トップ25のうち、8つの非ギャンブル系DAppsは、ハイリスク、取引所、(一般的な)ゲームなどのカテゴリーに分類されている。

これらギャンブル以外のDAppsは、2本の取引所DAppsを除き、ギャンブルDAppsよりも取引高が大幅に低くなっている。

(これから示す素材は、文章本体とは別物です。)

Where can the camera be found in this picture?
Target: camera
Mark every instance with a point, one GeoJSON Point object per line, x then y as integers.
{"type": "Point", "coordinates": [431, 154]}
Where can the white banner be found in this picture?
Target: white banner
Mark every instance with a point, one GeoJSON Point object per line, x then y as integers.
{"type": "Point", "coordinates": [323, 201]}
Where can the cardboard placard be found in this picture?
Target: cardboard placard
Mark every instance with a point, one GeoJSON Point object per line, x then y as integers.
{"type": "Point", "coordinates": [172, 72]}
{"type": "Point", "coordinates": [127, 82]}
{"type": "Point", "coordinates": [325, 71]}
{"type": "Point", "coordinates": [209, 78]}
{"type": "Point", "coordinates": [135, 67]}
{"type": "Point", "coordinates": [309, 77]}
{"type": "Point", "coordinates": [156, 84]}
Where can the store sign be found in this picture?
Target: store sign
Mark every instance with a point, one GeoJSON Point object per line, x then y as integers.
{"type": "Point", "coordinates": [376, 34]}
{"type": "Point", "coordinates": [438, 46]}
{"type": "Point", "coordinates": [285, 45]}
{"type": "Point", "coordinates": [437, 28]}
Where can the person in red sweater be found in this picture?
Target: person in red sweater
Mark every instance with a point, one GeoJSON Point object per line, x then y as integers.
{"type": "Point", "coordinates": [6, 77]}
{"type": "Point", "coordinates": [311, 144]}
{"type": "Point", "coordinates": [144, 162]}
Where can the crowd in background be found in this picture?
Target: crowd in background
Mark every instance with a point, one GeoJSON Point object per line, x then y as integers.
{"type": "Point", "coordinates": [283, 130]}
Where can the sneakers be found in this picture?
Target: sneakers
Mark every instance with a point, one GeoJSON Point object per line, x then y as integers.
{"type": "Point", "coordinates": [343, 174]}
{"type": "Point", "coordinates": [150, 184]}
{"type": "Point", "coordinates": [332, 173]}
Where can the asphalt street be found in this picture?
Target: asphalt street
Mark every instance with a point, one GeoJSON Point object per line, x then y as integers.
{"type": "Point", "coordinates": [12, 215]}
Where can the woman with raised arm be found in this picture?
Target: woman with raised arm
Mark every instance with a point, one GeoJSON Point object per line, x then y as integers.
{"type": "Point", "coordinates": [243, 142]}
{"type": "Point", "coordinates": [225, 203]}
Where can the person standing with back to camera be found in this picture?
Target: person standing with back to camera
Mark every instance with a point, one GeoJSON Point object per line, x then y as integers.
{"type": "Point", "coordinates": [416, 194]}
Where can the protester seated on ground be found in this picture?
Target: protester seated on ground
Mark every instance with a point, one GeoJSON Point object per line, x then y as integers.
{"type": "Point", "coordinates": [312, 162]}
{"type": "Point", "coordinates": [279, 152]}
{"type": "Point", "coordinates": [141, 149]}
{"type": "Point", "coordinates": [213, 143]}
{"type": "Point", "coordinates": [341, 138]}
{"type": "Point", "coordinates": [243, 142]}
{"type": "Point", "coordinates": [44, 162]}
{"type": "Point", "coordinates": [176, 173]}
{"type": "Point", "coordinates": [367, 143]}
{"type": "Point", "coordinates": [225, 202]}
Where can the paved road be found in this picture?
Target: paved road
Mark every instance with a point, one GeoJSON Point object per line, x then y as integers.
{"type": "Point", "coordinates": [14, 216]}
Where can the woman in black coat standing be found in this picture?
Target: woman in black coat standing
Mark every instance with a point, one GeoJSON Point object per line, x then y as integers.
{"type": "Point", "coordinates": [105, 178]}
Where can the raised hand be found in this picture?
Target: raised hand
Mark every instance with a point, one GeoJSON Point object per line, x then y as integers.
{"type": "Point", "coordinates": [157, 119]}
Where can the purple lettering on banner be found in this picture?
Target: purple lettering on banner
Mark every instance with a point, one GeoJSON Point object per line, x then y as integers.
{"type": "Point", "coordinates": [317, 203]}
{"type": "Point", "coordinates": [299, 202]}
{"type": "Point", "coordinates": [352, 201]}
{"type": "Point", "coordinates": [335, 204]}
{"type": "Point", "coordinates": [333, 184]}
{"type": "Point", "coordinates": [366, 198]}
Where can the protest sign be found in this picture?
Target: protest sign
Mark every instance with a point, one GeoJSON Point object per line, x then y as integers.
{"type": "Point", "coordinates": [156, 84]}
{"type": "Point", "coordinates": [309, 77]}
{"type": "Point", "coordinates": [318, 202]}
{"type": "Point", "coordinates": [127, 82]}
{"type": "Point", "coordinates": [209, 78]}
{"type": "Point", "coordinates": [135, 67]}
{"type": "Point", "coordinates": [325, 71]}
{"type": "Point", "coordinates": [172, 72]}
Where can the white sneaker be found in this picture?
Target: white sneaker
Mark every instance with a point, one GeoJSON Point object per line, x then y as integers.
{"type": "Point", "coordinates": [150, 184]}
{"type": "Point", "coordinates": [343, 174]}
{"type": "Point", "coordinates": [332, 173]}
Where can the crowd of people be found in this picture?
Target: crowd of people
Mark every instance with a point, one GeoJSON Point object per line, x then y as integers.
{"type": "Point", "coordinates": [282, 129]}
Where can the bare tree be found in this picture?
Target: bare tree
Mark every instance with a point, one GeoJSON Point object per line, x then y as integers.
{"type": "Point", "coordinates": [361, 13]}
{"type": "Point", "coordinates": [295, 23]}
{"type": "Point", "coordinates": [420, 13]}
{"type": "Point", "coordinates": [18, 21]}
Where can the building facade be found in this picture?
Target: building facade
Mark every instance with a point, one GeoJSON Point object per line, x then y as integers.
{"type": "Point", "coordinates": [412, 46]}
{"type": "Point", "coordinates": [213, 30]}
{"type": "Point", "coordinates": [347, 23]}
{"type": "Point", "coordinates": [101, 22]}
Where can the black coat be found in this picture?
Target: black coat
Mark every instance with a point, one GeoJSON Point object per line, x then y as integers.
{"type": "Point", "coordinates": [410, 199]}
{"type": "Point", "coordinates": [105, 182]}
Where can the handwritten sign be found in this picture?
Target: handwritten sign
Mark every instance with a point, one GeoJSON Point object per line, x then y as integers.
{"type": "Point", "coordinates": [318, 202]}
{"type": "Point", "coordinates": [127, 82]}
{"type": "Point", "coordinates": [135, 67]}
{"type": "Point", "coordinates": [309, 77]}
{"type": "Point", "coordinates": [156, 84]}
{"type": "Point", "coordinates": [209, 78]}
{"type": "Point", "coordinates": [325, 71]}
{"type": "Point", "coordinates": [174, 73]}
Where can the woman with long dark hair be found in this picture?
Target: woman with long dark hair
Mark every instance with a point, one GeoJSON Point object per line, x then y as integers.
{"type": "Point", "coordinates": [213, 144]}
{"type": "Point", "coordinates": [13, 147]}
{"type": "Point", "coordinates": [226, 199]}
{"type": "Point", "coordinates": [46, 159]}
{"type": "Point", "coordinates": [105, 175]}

なお、イーサリアム(ETH)用DAppsのトップ25では、ギャンブルDAppsは3本のみだった。

TRXの広がり

2019年4月、DAppsユーザーに一番人気なのはTRXで、ETH人気は縮小していると報じられた

また、2019年にETH、TRX、EOSの3つのブロックチェーン「ビッグ3」がDAppsの取引高で98.65%を占めていたことが2020年1月に明らかになった

TRX用DAppsの2019年取引高は44億2000万ドル(約4770億円)にもおよび、その約90%がギャンブル関連のアプリだった。ダップレビューは、TRXを「ブロックチェーン上のラスベガス」と呼んだ。

コインテレグラフは、TRX創業者ジャスティン・サン氏にコメントを求め連絡したが、記事掲載までに回答がなかった。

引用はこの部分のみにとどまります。